Carrón: CL Does Not Need an Enemy, Nor Does It Live For The Crumbs that Fall From The Table of the Powerful
In 2012, the Movement was going through difficult times. Dario Di Vico interviewed Fr. Julián Carrón on Communion and Liberation's political engagement and corruption accusations.Today, 50 months later, could I ask you for an evaluation?
I did not conduct a campaign against hegemony. I just re-proposed the beauty of the experience of our founder, Fr. Giussani, arguing that there was no need to validate it with any added power. The only way to relate with the truth is freedom, and for this reason, the search for hegemony is in contradiction with the truth.
However, in doing so, the extraordinary political machine that CL was in its heyday has been dismantled.
Our objective is to contribute to the common good; I don’t want to lose the value of political passion, but I reminded our friends that our motivation comes from something more fascinating than gathering the crumbs that fall from the table of the powerful.
However, in this way have you ended up unarmed?
Yes. We brought the pertinence of faith to the needs of life back to its position of primacy. I prefer witness to activism. After all, God knocked gently on the doors of our hearts. He did not use His exterior power, but evoked our love.
Aren’t you afraid that in all this CL is losing its identity?
Casting off power does not mean losing your identity. God did this and became flesh. We, too, could do something similar, though infinitely smaller.
In the meantime, however, history has not stood still (rather, the opposite!), and a paradox has emerged. You were very active against secularization and the protests of 1968, and yet today in front of the threat of radical Islam you profess that you are unarmed.
I’ll respond first of all to the question of the 1970s. Fr. Giussani explained ex-post that our activism was motivated by an “existential insecurity,” and said that we had accepted the same playing field as those we criticized. In the end, we were a reactive presence when we should have been an original presence. To live, CL did not and does not need an enemy. This holds for Islam, too.
They are different weights. The French writer Houellebecq speaks about the risks of the West submitting to the culture of Islam.

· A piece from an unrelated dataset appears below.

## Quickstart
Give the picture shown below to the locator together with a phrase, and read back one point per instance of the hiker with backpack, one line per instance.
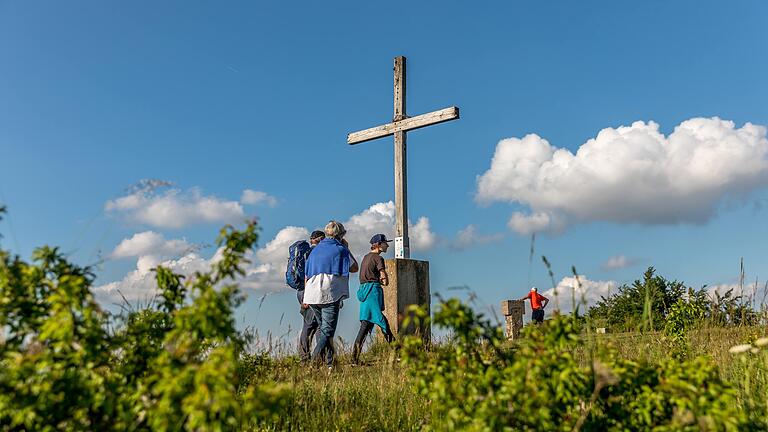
(373, 275)
(327, 285)
(295, 275)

The risk exists because everything passes through freedom, and nothing is taken for granted. Goethe said, “What from your father you’ve inherited, you must earn again, to own it straight.” The migrations and even the terrorist attacks can be a stimulus for re-proposing the originality of being Christian. It is first of all a challenge for ourselves, before the others. We should ask ourselves what the migrants who reach our countries find.

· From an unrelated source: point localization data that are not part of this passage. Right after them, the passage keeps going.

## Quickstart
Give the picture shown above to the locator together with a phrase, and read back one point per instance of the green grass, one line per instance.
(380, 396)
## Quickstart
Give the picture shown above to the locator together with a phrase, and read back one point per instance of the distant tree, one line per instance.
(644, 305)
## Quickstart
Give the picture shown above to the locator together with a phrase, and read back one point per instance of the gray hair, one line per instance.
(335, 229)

They find the West with its virtues and vices, but the latter cannot become an alibi for those who want to destroy it and for those who do not want to defend it.
I want to defend the possibility of living Christianity in a space of freedom for all.
… and the West is the best place for doing so. If Christians also use the errors of our civilization to delegitimize it and to equate “turbo capitalism” with ISIS, we’re finished.
I don’t want to delegitimize it. Of course I defend the values of freedom, the person, work and progress. The problem lies in how. Pope Benedict XVI reminded us that the Enlightenment sought to save the fundamental values of the West by removing them from the religious discussion, but it committed an error, and does not know how to get out of it.
So then, can we say that the crisis of the West is a crisis of solutions and not of legitimacy?
I would agree. As Christians, when we organize an after-school service or help a migrant, we give a contribution to the solutions. The values of the Enlightenment thinkers have collapsed almost through inertia. At this point, it is urgent to “courageously lay new and solid foundations,” as Pope Francis said, and we are on this road. Therefore, when we encounter a need, we do not stop at material assistance: we also respond to a search for meaning. The enemy is nothingness. Thus, we are anything but neutral. We give hope a chance.
Don’t you think that the Islamic issue is central in Europe?
No. I think the center of the issue in Europe is to communicate a conception of life and values that help them to live in the midst of the confusion of this phase of modernity.
With the execution of Fr. Hamel in Rouen, there has even been talk of martyrdom. Don’t you think this is a sufficient proof?
Martyrdom is part of the risks of the Christian faith. We have been persecuted since the time of the Roman Empire. It did not start with Islam.
Even proponents of liberalism, and I’m quoting The Economist, have come to criticize globalization and to ask for a reassessment. What is your opinion?
Looking at it realistically, I don’t think globalization can be stopped. It is also an opportunity for encounter, because walls fall; it is up to people of good will to step forward and serve the good of humankind. If it was possible to rebuild after the Second World War, why shouldn’t it be possible today as well? Why isn’t it possible to replicate what De Gasperi, Adenauer and also Togliatti did at that time, and re-establish the institutions?
In closing, if I were to ask you to imagine CL ten years from now, what would you see?
That it will still be an instrument for contributing to the good of all. The existence of the Movement is a means, not an end.